Dalam keterangannya kepada Jabarinside.com, Asep menjelaskan bahwa kegiatan ini penting untuk meningkatkan pemahaman masyarakat mengenai kewajiban pajak, baik Pajak Bumi dan Bangunan (PBB) maupun pajak kendaraan bermotor.
“Hari ini di Desa Cimanggu ada sosialisasi dan edukasi tentang kesadaran membayar pajak. Harapan saya, apa yang disampaikan bisa diterapkan jioleh masyarakat, termasuk disebarluaskan melalui rapat RT maupun kegiatan di masjid,” ujarnya.
Asep menekankan perlunya kolaborasi antara alim ulama dan umaro dalam mengajak masyarakat untuk taat pajak. Ia menyebut Kecamatan Cikembar selama ini menjadi yang terdepan dalam beberapa indikator seperti BAZ dan UPZ, namun untuk capaian pajak masih berada di angka sekitar 75 persen.

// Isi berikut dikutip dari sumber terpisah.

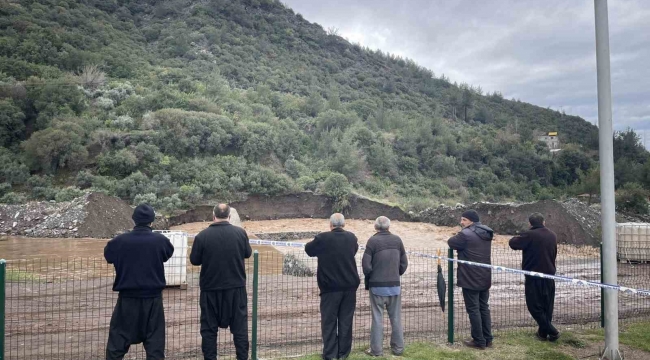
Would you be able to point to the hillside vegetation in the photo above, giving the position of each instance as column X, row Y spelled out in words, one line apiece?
column 178, row 102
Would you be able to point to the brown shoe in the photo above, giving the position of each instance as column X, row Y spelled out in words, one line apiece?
column 472, row 344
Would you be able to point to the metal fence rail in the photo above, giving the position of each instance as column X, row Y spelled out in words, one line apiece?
column 60, row 308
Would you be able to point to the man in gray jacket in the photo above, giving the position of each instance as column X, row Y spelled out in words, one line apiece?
column 474, row 243
column 384, row 261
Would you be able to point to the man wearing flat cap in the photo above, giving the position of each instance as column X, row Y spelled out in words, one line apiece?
column 138, row 257
column 221, row 251
column 474, row 243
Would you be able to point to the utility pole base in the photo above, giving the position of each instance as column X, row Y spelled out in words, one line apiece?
column 611, row 355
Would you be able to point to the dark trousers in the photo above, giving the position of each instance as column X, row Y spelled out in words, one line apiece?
column 337, row 313
column 135, row 321
column 223, row 309
column 540, row 299
column 476, row 304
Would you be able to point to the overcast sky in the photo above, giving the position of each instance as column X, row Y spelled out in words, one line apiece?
column 542, row 51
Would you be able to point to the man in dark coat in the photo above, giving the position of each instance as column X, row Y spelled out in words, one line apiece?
column 139, row 317
column 220, row 250
column 539, row 246
column 338, row 281
column 474, row 243
column 384, row 261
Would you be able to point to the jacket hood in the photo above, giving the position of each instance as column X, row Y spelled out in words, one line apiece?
column 482, row 231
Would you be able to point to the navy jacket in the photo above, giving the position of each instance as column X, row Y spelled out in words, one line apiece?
column 337, row 268
column 539, row 245
column 220, row 250
column 474, row 243
column 138, row 258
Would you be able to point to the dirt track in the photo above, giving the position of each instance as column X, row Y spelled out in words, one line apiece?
column 61, row 309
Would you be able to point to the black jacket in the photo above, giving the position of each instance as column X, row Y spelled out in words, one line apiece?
column 220, row 250
column 337, row 268
column 138, row 258
column 474, row 243
column 384, row 260
column 539, row 245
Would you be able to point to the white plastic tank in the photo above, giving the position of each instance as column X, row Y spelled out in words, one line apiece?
column 633, row 242
column 176, row 266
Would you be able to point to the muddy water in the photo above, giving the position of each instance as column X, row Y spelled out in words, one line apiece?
column 62, row 258
column 15, row 248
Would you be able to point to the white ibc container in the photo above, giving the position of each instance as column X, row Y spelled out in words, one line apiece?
column 176, row 266
column 633, row 242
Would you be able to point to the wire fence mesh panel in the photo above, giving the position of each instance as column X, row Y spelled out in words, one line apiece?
column 60, row 308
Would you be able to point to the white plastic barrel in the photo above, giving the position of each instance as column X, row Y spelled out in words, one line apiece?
column 633, row 242
column 176, row 266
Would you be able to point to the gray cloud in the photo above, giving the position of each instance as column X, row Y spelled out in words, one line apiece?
column 542, row 52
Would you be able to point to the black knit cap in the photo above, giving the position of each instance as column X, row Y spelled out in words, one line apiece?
column 471, row 215
column 143, row 215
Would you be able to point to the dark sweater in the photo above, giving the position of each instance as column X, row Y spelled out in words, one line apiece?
column 474, row 243
column 539, row 245
column 384, row 260
column 220, row 250
column 138, row 258
column 337, row 268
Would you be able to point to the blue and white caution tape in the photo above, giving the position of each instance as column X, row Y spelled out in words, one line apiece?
column 575, row 281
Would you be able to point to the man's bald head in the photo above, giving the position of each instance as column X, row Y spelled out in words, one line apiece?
column 221, row 212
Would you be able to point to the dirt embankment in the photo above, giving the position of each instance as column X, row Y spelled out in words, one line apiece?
column 294, row 206
column 573, row 221
column 93, row 215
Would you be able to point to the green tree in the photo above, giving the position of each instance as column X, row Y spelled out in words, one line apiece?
column 589, row 183
column 632, row 197
column 12, row 126
column 52, row 149
column 338, row 189
column 467, row 101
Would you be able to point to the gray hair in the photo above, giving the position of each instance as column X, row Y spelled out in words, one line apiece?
column 337, row 220
column 382, row 223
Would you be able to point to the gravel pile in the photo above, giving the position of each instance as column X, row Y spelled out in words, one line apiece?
column 93, row 215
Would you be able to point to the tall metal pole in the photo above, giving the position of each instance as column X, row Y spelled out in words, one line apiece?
column 606, row 154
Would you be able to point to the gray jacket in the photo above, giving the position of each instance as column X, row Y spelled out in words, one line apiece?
column 384, row 260
column 474, row 243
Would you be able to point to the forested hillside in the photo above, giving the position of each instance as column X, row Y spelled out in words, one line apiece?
column 178, row 102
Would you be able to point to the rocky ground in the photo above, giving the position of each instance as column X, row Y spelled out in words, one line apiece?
column 93, row 215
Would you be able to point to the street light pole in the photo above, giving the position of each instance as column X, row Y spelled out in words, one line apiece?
column 606, row 157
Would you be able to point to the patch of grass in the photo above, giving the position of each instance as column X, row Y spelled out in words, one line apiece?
column 416, row 351
column 570, row 339
column 636, row 335
column 20, row 275
column 519, row 345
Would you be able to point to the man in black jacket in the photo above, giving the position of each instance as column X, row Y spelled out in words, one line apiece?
column 338, row 280
column 474, row 243
column 220, row 250
column 139, row 317
column 539, row 245
column 384, row 261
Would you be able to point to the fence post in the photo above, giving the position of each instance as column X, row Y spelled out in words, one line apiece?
column 602, row 290
column 3, row 278
column 255, row 286
column 450, row 290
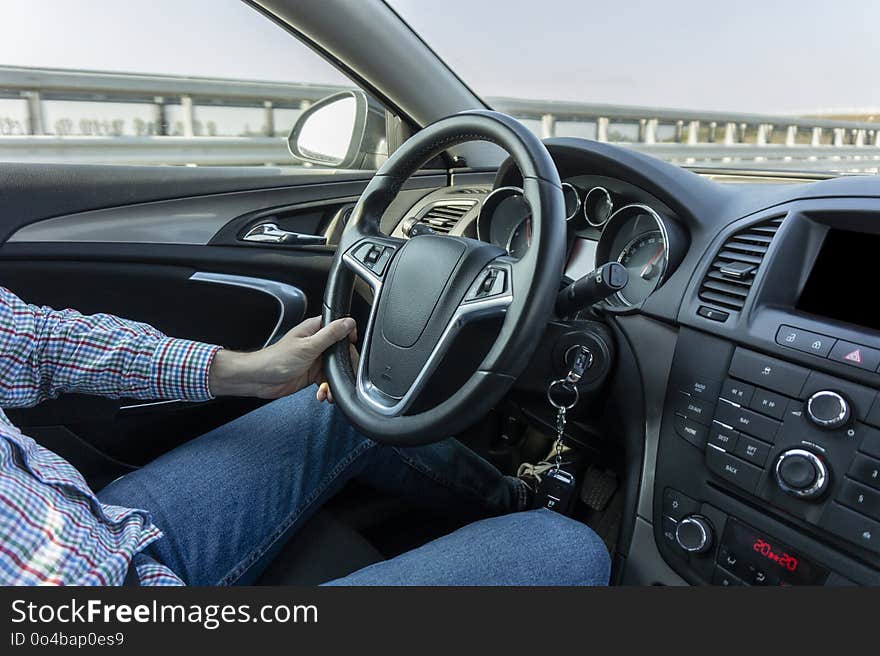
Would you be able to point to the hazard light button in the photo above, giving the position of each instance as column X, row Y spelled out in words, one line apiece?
column 856, row 355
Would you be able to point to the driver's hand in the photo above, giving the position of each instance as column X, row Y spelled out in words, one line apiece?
column 289, row 365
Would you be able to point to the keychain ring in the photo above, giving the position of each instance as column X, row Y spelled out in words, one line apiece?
column 564, row 383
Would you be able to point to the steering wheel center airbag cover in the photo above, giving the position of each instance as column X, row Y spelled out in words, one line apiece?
column 426, row 284
column 422, row 271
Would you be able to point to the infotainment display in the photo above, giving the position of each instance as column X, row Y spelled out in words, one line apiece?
column 844, row 278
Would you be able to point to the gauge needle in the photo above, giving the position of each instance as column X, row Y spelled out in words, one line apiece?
column 648, row 269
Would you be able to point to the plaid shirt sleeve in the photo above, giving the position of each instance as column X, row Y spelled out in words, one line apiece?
column 44, row 352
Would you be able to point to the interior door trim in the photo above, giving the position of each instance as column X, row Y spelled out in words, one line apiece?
column 292, row 305
column 292, row 302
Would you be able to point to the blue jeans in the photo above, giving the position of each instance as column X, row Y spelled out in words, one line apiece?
column 229, row 500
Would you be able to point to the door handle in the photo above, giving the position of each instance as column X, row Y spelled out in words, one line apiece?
column 270, row 233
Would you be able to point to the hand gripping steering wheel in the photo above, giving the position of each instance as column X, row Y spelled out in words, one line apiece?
column 426, row 288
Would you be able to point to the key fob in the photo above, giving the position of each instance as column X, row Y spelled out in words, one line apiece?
column 556, row 491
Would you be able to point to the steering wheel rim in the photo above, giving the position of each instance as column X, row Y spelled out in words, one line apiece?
column 525, row 296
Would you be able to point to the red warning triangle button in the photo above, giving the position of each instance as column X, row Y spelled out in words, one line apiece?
column 854, row 356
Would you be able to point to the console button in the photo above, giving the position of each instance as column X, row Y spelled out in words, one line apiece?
column 769, row 403
column 871, row 442
column 699, row 411
column 860, row 398
column 747, row 421
column 856, row 355
column 676, row 504
column 859, row 497
column 723, row 437
column 873, row 417
column 669, row 525
column 738, row 472
column 690, row 430
column 851, row 526
column 737, row 391
column 768, row 372
column 804, row 340
column 865, row 470
column 751, row 450
column 700, row 388
column 725, row 579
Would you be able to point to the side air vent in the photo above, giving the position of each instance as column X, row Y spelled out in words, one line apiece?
column 733, row 271
column 443, row 217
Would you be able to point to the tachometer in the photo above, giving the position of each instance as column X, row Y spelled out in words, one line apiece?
column 645, row 259
column 649, row 245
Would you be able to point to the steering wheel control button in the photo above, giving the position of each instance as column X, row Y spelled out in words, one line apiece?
column 491, row 282
column 801, row 473
column 747, row 421
column 732, row 469
column 856, row 355
column 692, row 408
column 804, row 340
column 828, row 409
column 676, row 504
column 737, row 392
column 768, row 372
column 851, row 526
column 695, row 433
column 694, row 534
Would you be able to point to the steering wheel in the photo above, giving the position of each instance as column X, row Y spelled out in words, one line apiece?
column 426, row 288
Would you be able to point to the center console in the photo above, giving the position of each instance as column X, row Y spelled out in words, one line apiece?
column 768, row 462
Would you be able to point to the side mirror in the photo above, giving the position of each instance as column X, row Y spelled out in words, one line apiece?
column 345, row 130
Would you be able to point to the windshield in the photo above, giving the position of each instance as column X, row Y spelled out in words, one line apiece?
column 757, row 84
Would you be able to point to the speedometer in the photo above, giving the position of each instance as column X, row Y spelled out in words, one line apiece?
column 645, row 260
column 648, row 244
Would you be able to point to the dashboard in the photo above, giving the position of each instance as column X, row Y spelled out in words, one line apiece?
column 744, row 358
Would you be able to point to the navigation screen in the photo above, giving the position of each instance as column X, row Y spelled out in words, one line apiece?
column 845, row 269
column 582, row 259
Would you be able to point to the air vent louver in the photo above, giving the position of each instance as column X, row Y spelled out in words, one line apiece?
column 443, row 217
column 733, row 271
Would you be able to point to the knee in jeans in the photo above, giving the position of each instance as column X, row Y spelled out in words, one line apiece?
column 579, row 547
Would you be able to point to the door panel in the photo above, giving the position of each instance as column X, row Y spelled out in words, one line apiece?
column 116, row 239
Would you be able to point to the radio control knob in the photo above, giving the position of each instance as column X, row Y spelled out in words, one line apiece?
column 694, row 534
column 801, row 473
column 828, row 409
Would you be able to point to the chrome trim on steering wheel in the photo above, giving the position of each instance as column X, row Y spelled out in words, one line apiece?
column 466, row 312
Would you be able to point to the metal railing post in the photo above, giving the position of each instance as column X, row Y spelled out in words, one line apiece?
column 159, row 117
column 268, row 118
column 651, row 130
column 548, row 126
column 602, row 128
column 693, row 133
column 188, row 112
column 36, row 120
column 729, row 134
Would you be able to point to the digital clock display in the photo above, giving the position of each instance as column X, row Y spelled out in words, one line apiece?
column 781, row 558
column 757, row 558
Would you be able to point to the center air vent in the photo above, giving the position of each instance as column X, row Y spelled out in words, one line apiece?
column 733, row 271
column 443, row 217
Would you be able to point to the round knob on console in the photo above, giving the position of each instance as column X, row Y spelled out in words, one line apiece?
column 828, row 409
column 801, row 473
column 694, row 534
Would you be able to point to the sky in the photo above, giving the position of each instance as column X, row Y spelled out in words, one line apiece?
column 748, row 55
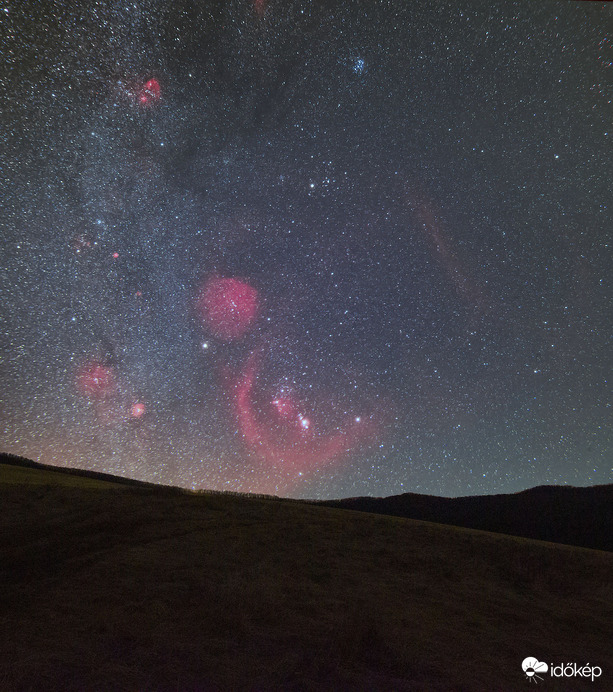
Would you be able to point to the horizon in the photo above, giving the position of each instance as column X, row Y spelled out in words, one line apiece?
column 312, row 251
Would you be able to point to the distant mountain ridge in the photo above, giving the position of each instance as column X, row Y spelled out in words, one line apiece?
column 557, row 513
column 564, row 514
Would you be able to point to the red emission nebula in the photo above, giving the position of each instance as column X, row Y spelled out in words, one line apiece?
column 284, row 436
column 228, row 306
column 96, row 381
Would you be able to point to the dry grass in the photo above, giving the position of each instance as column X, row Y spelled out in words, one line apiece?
column 137, row 589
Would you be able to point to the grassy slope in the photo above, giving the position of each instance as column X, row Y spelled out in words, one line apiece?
column 137, row 589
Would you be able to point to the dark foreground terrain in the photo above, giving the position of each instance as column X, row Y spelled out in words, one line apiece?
column 558, row 513
column 108, row 586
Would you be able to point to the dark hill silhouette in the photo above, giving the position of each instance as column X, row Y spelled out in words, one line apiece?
column 112, row 586
column 558, row 513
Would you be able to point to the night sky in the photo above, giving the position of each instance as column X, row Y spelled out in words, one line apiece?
column 313, row 249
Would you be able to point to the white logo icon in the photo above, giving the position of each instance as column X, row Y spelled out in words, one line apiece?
column 532, row 666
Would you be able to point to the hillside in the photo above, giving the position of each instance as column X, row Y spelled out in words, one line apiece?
column 561, row 514
column 120, row 587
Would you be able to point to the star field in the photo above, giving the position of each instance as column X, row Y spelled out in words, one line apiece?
column 314, row 249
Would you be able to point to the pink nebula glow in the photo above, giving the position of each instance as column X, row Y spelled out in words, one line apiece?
column 228, row 306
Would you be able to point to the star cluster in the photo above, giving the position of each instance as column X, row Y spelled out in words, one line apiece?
column 315, row 249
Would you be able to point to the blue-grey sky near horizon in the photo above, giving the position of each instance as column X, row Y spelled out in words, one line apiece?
column 315, row 249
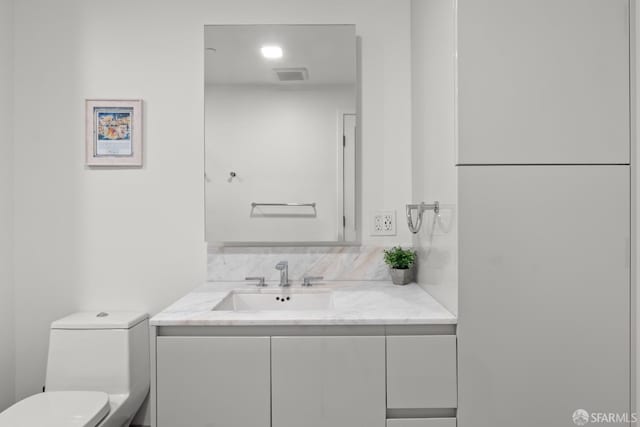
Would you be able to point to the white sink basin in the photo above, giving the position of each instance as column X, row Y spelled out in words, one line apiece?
column 275, row 301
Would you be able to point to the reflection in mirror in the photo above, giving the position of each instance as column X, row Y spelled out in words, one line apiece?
column 280, row 133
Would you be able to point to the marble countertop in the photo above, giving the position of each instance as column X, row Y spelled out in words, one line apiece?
column 354, row 303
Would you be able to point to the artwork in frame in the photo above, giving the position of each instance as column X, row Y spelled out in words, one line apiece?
column 114, row 132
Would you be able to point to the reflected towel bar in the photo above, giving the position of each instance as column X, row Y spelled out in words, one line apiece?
column 312, row 205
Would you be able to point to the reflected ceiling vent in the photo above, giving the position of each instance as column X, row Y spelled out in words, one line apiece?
column 291, row 74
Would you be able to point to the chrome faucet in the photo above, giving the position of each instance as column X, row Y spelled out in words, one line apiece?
column 283, row 266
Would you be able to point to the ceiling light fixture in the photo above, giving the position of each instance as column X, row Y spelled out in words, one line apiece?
column 271, row 52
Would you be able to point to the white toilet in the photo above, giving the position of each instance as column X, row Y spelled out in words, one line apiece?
column 97, row 373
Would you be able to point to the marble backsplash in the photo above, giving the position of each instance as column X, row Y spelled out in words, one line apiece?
column 333, row 263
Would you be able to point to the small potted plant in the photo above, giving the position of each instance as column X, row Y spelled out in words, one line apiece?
column 401, row 264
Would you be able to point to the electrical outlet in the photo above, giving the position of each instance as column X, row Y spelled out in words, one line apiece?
column 383, row 223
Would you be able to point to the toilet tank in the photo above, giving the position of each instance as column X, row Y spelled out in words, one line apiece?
column 93, row 351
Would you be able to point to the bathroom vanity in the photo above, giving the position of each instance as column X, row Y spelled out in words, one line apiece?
column 362, row 354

“Ke depan kita harus bisa menyesuaikan dengan kecamatan lain yang sudah lebih tinggi capaian pajaknya. Intervensi edukasi dan kegiatan seperti ini akan terus kami lakukan. Kami juga akan mengerahkan para kepala desa dan penelusur pajak kendaraan,” tegasnya.
Sementara itu, Kepala Desa Cimanggu, Baenuri Samsi, mengungkapkan bahwa pemerintah desa terus berupaya mendorong kesadaran masyarakat melalui berbagai program informasi dan edukasi pajak.
“Pajak yang dihimpun melalui desa dan disetorkan ke Bapenda manfaatnya kembali untuk masyarakat; untuk pembangunan, kesehatan, hingga kebutuhan sosial,” jelasnya.
Baenuri menyebut capaian pajak Desa Cimanggu pada tahun 2025 sudah mendekati 80 persen dari target sekitar Rp 238 juta, dan optimis bisa mencapai target maksimal pada akhir bulan.
Ia juga memaparkan dua kendala utama di lapangan:
1. Warga dengan lahan luas dan nilai pajak besar seringkali tidak bisa membayar sekaligus.
2. Kondisi ekonomi 2025 yang membuat daya beli masyarakat tidak seimbang dengan pendapatan dari hasil bumi.
Meski demikian, tingkat kesadaran pajak masyarakat masih tergolong baik. Biasanya, pada bulan November, Desa Cimanggu sudah mencapai 90 persen.
“Kami terus mengajak masyarakat untuk taat pajak, karena pajak itu akan kembali lagi menjadi manfaat untuk kita semua,” pungkasnya.